Rachat de trimestres : calculer la rentabilité pour votre client

Calculatrice et documents fiscaux pour évaluer la rentabilité d'un rachat de trimestres retraite

Le rachat de trimestres — juridiquement le versement pour la retraite (VPLR) — permet à un assuré de cotiser volontairement pour valider jusqu'à 12 trimestres au titre de ses années d'études supérieures ou de ses années civiles incomplètes. C'est l'un des rares actes patrimoniaux où le conseil se joue entièrement sur le chiffre : un trimestre coûte entre 1 055 € et près de 6 700 € selon l'âge, le revenu et l'option retenue, pour un gain de pension qui, lui, ne se mesure qu'à l'échelle de la durée de vie du client. Cet article vous donne la méthode de calcul du point mort, le barème 2026, l'arbitrage entre les deux options de rachat et les effets de la suspension de la réforme des retraites votée en LFSS 2026. Pour cadrer le sujet en amont, consultez notre méthode pour estimer la retraite d'un client en rendez-vous.

Qu'est-ce que le rachat de trimestres (VPLR) ?

Le versement pour la retraite est encadré par l'article L. 351-14-1 du Code de la sécurité sociale. Il autorise un assuré du régime général — ainsi que les indépendants et les fonctionnaires, via des dispositifs équivalents — à verser des cotisations pour faire reconnaître des périodes qui n'ont jamais été cotisées.

Trois catégories de périodes sont rachetables :

  • Les années d'études supérieures : périodes accomplies dans un établissement d'enseignement supérieur, une école technique ou une classe préparatoire, ayant donné lieu à l'obtention d'un diplôme.
  • Les années civiles incomplètes : années au cours desquelles l'assuré a validé moins de 4 trimestres (petits jobs, temps partiel, début de carrière à l'étranger, période d'inactivité non assimilée).
  • Les stages en entreprise : pour les stages effectués depuis 2015, dans la limite de 2 trimestres, à un tarif préférentiel.

Le plafond global est de 12 trimestres, toutes catégories confondues.

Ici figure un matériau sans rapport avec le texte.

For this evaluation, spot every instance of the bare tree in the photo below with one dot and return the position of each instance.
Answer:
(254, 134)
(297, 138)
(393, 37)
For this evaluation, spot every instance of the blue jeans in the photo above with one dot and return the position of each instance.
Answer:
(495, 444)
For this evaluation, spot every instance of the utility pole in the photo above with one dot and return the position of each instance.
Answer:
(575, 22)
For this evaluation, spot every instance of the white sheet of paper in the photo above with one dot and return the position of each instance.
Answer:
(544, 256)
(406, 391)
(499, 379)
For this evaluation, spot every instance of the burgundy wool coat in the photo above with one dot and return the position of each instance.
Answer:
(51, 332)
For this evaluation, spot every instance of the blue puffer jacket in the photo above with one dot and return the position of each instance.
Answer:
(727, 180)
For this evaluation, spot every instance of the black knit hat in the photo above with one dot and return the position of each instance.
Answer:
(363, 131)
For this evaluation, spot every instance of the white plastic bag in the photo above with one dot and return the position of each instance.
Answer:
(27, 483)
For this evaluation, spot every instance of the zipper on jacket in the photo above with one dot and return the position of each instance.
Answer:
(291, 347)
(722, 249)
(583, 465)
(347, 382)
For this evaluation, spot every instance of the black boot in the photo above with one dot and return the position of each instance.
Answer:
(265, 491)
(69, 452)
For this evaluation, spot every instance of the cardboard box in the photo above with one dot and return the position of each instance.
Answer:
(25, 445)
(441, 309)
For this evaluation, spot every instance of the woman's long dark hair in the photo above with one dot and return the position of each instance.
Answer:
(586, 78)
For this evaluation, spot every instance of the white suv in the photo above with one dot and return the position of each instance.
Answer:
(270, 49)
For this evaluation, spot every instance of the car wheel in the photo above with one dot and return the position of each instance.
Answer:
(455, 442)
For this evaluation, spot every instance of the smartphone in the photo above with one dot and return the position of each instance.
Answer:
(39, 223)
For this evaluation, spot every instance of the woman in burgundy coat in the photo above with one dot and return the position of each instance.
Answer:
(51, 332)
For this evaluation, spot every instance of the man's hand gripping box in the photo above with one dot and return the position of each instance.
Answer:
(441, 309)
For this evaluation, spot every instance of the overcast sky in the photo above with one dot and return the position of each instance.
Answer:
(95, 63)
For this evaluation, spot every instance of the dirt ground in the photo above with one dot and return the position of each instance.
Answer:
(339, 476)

La demande peut être déposée dès 20 ans et jusqu'à 66 ans révolus, tant que la retraite n'a pas été liquidée. Depuis la réforme de 2023, les délais ont été assouplis : le rachat d'années d'études au tarif réduit reste possible jusqu'à 40 ans (contre 10 ans après la fin des études auparavant), et les stages jusqu'à 30 ans.

Point souvent mal compris par les clients : un rachat ne décale jamais l'âge légal de départ. Il agit uniquement sur le montant de la pension et, le cas échéant, sur la date à laquelle le taux plein est atteint. Les trimestres rachetés ne sont d'ailleurs pas pris en compte pour l'ouverture du droit au dispositif carrière longue.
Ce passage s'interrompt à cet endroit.